Recalling a previous assessment carried out by various Civil Society organisations, the Farmer’s President recalled that, during the assessments, we discovered that lots of host communities do not know their rights and that informed our interventions through our town hall meetings, capacity building and even our engagements with them.

The Land Use Act says the governor holds the land in trust for the community members and on behalf of all citizens, However, individual landowners have the right to give out their lands particularly when they have a Certificate of Occupancy, or it could also be a customary land such as community lands and in such cases when a mining company comes into a community, it is the responsibility of that company to pay compensation for the land it has acquired, it is the responsibility of the government to ensure that the company pays compensation.
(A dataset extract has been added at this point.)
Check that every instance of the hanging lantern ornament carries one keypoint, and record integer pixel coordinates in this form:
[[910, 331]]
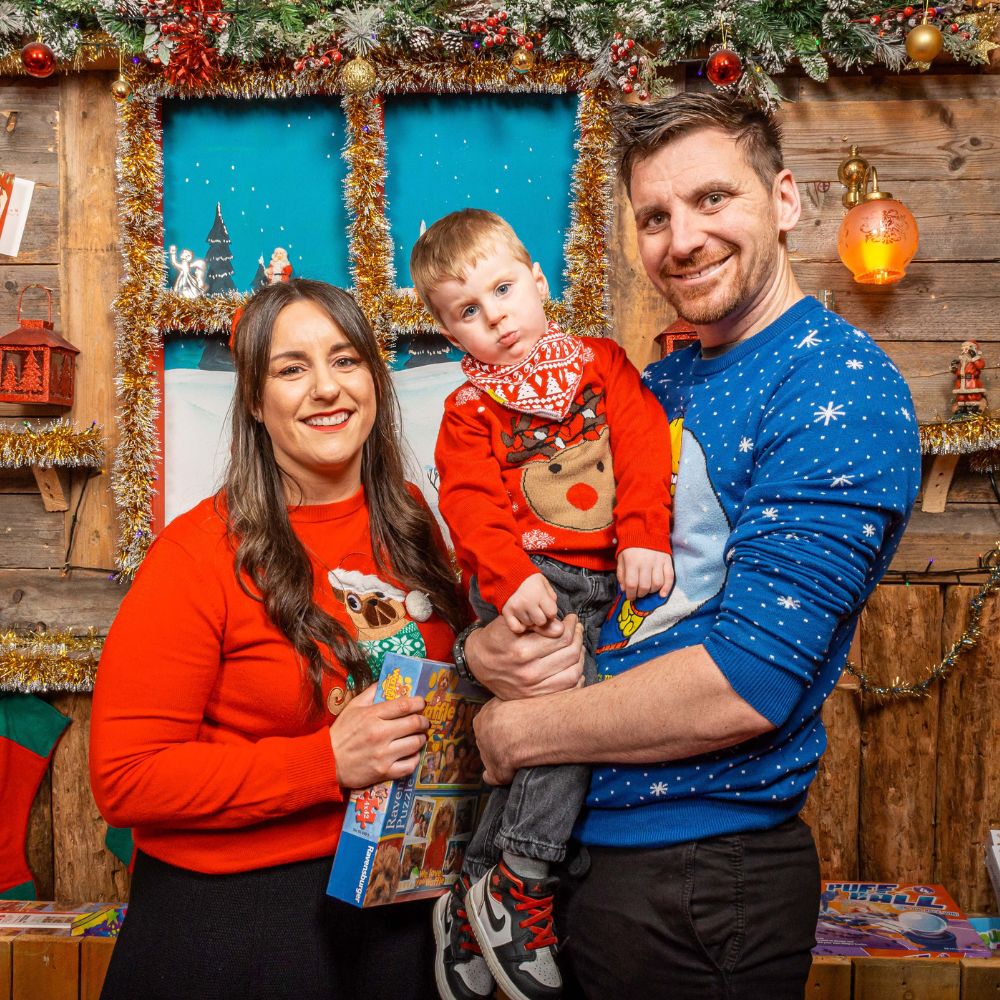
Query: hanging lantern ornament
[[38, 59], [522, 60], [924, 42], [358, 76], [36, 364], [120, 89], [878, 237]]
The surface rent is a tax paid on land and does not remove the obligation for compensation. Compensation comes when there is a loss and it is beyond parting with land but could also be a loss of future earnings,

He maintained that the sector if properly regulated can create jobs and generate revenue “particularly now that our cash cow oil is not producing as much revenue as in the past,I will say our government should look out to international  best practices, to ensure our lands are protected as cash crops are also cash cows and  I think we have more than enough and if it is properly regulated, it does not have to be that if government acquires land for mining, it will automatically stop agriculture while in production”

Meanwhile, efforts to hear from the Mines Officer of the state proved abortive despite efforts to reach him as he insisted that he had not been authorised by a higher authority to speak on the role of government.